5. Matt Cassel, Minnesota Vikings
Cassel had a very memorable 2008 season with the New England Patriots, and later led the Kansas City Chiefs to a playoff berth in 2011. He's been inconsistent over the rest of his career, but he has what it takes to start in the NFL and could do so if called upon. Look for him to take over later this season if Christian Ponder struggles.
4. Matt Hasselbeck, Indianapolis Colts
Matt Hasselbeck has had a long, successful career as a starter in the NFL, and now he will sit back and hold a clipboard as he tries to ride along for a Super Bowl win with the Indianapolis Colts. He will be a good sounding board for Andrew Luck, and he's shown over the past few years with the Tennessee Titans that he still has the skills to succeed as a starter if called upon.
3. Ryan Fitzpatrick, Tennessee Titans
Fitzpatrick got a raw deal from the Buffalo Bills last season and now finds himself as the backup in Tennessee. He has pretty good career numbers, having thrown for 14,336 yards, 92 touchdowns and 81 interceptions. Jake Locker is by no means a proven commodity, and Fitzpatrick could very well take over the Titans' offense if Locker gets hurt again or struggles for an extended period this year.
2. Kirk Cousins, Washington Redskins
Cousins had a fantastic rookie season and may get a chance to build on that again this year as Robert Griffin III completes his recovery from knee surgery. The 2012 fourth rounder completed 68.8 percent of his passes and finished with an incredible 101.6 passer rating. He'll probably end up getting traded somewhere to become a starter in the near future, but until then, he's one of the league's most reliable backups.

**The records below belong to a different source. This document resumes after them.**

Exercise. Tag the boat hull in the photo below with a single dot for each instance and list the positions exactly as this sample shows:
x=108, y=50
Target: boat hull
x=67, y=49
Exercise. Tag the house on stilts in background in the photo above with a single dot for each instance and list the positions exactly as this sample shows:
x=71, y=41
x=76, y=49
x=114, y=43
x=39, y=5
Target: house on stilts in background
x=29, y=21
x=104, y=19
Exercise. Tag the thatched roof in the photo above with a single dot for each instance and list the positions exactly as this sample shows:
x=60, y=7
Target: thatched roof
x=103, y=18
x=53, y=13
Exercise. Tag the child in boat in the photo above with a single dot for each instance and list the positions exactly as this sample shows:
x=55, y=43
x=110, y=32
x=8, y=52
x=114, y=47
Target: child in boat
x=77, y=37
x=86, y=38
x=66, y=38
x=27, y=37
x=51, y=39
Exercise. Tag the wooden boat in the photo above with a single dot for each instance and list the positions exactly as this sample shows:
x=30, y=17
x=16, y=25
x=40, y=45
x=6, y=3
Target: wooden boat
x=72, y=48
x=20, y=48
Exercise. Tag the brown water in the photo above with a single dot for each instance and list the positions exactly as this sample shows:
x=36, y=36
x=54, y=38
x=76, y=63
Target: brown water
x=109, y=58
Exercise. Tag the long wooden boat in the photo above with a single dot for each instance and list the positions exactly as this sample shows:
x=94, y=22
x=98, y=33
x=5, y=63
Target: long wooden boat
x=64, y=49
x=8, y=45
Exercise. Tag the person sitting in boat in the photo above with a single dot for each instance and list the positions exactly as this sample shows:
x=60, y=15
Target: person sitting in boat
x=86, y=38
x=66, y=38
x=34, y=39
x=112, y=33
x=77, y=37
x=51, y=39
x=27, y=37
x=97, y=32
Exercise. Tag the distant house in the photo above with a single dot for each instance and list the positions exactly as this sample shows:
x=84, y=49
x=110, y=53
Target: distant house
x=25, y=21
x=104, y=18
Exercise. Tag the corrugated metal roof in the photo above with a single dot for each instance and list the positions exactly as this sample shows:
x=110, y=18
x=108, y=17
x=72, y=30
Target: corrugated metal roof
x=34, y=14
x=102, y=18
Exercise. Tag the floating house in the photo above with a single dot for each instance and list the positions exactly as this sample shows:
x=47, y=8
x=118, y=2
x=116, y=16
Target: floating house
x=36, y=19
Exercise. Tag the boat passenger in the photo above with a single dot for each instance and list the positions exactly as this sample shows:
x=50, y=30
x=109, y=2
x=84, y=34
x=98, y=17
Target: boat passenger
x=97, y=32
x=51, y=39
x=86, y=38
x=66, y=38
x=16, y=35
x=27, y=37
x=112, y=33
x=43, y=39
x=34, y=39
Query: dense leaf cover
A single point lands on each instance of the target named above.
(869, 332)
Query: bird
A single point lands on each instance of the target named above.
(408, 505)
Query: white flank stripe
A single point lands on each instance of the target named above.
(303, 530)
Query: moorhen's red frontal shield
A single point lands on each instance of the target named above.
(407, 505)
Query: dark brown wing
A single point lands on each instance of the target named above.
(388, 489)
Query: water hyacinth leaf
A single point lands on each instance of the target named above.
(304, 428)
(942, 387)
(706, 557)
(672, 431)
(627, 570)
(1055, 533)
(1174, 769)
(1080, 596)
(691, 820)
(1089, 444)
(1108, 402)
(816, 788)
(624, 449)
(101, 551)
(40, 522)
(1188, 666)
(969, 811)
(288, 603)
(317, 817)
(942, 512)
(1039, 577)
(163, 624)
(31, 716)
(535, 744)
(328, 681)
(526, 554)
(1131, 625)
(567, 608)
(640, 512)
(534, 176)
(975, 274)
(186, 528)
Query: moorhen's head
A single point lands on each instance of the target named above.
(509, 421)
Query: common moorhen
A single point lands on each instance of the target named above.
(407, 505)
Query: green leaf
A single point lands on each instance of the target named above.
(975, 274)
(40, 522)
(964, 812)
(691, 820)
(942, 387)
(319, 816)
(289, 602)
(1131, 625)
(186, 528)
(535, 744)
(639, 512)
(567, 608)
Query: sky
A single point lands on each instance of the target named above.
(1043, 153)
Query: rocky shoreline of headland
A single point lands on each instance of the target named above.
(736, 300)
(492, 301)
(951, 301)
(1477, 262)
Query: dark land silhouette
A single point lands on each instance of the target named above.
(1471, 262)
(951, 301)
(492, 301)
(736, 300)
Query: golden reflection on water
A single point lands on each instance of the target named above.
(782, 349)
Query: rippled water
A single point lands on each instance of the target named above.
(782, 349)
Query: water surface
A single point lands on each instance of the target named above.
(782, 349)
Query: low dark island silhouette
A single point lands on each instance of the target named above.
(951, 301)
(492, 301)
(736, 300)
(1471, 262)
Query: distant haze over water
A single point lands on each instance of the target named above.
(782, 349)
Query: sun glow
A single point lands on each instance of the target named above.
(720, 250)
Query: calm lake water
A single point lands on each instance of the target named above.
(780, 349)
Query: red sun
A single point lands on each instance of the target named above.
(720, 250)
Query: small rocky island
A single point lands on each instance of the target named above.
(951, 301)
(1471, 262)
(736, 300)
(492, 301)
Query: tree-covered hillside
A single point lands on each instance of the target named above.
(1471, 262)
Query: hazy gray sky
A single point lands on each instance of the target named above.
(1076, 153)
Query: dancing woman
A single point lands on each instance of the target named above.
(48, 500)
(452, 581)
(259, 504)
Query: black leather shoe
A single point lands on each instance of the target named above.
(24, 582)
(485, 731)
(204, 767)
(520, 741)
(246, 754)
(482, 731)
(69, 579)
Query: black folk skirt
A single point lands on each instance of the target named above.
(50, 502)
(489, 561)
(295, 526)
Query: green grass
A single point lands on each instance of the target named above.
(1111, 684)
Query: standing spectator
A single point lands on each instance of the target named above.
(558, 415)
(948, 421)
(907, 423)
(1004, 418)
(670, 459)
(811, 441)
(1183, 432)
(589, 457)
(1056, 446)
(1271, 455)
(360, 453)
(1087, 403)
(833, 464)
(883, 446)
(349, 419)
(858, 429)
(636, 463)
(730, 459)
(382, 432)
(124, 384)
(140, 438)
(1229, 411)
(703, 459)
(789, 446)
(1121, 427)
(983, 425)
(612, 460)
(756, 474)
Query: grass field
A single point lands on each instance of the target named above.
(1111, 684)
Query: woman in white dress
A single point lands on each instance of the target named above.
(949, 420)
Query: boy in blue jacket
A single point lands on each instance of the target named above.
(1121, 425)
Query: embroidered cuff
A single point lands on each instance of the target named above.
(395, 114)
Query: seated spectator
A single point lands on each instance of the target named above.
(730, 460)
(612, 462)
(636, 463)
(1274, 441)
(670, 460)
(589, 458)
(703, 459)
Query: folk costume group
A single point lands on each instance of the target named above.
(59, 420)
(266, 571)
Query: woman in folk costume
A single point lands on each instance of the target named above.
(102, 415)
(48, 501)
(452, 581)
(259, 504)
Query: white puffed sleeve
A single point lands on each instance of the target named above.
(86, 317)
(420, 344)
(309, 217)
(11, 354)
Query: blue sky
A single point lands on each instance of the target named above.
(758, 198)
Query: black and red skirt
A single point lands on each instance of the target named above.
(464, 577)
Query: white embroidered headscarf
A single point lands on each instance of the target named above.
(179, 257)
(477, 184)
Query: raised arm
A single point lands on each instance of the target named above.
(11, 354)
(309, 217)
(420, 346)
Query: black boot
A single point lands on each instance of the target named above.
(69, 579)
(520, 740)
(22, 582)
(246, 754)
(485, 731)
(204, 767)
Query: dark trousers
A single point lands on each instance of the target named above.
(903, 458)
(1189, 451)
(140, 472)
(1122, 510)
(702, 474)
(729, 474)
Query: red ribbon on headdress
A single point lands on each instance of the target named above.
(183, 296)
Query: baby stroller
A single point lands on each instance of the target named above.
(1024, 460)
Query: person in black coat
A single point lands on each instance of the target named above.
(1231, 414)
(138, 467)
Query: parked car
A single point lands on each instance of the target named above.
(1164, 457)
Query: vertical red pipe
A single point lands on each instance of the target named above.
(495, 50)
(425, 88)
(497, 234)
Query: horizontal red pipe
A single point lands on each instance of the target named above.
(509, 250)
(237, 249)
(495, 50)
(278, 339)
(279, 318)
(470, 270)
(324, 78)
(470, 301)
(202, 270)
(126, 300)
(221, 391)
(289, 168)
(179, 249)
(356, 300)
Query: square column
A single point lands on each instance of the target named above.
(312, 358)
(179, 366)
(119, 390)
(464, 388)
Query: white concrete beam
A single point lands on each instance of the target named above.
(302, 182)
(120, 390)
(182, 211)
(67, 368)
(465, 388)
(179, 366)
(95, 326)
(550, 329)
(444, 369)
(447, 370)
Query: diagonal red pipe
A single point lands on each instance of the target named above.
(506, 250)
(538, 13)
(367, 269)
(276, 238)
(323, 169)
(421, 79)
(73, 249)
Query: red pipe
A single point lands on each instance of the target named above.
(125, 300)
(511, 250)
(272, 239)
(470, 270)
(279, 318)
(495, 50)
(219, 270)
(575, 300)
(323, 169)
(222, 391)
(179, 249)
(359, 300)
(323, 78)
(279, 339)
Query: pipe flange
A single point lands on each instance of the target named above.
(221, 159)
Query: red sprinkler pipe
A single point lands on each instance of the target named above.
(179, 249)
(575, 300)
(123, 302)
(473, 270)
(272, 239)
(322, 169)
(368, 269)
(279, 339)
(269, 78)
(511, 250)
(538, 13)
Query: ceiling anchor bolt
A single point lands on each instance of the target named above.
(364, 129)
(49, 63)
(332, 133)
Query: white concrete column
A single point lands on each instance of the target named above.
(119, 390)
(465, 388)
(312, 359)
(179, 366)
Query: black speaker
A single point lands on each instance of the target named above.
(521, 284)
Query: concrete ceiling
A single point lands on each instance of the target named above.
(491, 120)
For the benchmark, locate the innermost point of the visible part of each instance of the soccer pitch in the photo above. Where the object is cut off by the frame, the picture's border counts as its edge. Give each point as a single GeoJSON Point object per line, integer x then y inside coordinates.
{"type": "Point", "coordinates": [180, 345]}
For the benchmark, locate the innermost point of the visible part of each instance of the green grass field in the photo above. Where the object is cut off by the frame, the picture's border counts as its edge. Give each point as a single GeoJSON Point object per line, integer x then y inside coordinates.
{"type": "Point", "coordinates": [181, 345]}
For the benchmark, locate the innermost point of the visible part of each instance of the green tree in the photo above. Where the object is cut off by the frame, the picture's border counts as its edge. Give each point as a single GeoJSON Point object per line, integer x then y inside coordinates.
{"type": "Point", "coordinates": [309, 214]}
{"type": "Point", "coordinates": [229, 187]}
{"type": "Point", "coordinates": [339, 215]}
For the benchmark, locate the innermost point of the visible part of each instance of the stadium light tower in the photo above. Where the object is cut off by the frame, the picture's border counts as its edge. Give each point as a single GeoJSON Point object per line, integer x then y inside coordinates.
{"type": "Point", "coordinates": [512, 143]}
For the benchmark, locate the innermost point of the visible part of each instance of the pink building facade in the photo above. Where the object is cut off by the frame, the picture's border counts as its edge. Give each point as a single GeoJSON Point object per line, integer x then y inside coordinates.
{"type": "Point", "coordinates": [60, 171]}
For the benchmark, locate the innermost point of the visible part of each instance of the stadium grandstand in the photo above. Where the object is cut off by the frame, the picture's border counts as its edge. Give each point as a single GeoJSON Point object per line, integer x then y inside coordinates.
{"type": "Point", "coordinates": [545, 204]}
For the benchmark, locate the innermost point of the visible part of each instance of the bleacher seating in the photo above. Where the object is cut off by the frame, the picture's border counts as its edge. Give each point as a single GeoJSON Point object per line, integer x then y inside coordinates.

1. T.J. Yates, Houston Texans
It's a bit of a mystery as to why no team has traded for Yates and given him a shot as a starter, just as the Texans did with his superior, Matt Schuab, several years ago. As a rookie, Yates came off the bench after Schaub suffered a season-ending injury, starting the Texans' final five games and leading them to their first-ever playoff berth. He also quarterbacked them to a first-round playoff victory against the Cincinnati Bengals. He finished that season with a 61.2 completion percentage and an 80.7 passer rating. Yates may not have been highly-regarded coming out of college, but it's hard to argue against a player whose only experience has resulted in playoff success.